Звучащий след - [43]
Я попытался повернуться кругом через левое плечо, но увяз в проклятом песке и, споткнувшись, растянулся во весь рост, носом вниз. Я не знал, куда деваться от стыда. Мюллер стоял, подняв глаза к ясному небу, и скалил зубы самым откровенным образом. Все ухмылялись, даже француз-комендант, который до этого пристально и неотрывно разглядывал горизонт. Я стал в строй, дрожа всем телом. Все еще улыбаясь, офицер для разминки слегка приподнялся на носках, потом пружинисто выпрямился, подтянул ремень и сказал:
— Ну что же, ребята, кто еще хочет вернуться на родину?
Никто не пошевельнулся. Улыбка сбежала со всех лиц.
Сквозь стиснутые зубы Мюллер пробормотал:
— Пора бы этому типу убраться.
Офицер поглядел на Джеки, самого высокого в строю.
— Неужели у вас столько грехов на совести, что вы боитесь вернуться на родину?
Полное отсутствие чутья у представителя власти чрезвычайно удивило меня. Джеки от удивления широко раскрыл рот, словно собираясь проглотить солнечные лучи, а «профессор» отвел офицера в сторону и начал что-то возбужденно ему говорить. Не успел он сказать и нескольких слов, как офицер судорожно провел пальцами по горлу под воротником, и вся компания торопливо направилась к соседнему бараку.
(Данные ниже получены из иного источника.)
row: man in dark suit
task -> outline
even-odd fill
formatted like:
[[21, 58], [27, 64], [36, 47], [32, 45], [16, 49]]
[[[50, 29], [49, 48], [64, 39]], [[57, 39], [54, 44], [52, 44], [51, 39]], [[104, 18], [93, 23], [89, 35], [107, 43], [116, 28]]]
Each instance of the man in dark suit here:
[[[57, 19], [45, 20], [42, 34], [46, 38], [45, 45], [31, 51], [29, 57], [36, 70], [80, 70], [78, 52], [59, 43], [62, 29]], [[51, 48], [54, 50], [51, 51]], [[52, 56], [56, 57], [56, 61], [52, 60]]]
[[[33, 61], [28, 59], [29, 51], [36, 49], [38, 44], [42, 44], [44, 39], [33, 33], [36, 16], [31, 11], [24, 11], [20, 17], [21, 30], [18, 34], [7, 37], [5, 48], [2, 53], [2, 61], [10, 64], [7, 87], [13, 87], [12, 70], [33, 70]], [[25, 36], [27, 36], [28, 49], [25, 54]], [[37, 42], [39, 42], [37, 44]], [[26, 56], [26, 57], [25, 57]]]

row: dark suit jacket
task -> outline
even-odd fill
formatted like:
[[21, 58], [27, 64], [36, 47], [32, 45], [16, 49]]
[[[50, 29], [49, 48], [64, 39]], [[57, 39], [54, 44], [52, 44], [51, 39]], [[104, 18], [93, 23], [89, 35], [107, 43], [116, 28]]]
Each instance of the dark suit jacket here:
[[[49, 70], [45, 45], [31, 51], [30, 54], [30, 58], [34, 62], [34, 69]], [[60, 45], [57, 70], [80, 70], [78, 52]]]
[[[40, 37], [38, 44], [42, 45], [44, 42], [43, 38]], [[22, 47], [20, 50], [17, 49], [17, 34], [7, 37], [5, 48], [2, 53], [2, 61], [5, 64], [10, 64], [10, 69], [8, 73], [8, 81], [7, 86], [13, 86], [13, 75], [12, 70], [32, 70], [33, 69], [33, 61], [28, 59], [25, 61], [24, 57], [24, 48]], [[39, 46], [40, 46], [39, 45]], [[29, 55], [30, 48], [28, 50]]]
Настроение мое было испорчено окончательно. Я злобно смотрел вслед «профессору», юлившему перед офицером. На «профессоре» был элегантный костюм. Ему так и не удалось продать его из-за слишком большого размера. Но теперь пиджак и брюки висели на нем складками. Специалисты по борьбе с тучностью наверняка махнули рукой на «профессора», провозившись с ним несколько месяцев. А вот комендант лагеря применил свое «сильно действующее средство» и, играючи, достиг самых блестящих результатов.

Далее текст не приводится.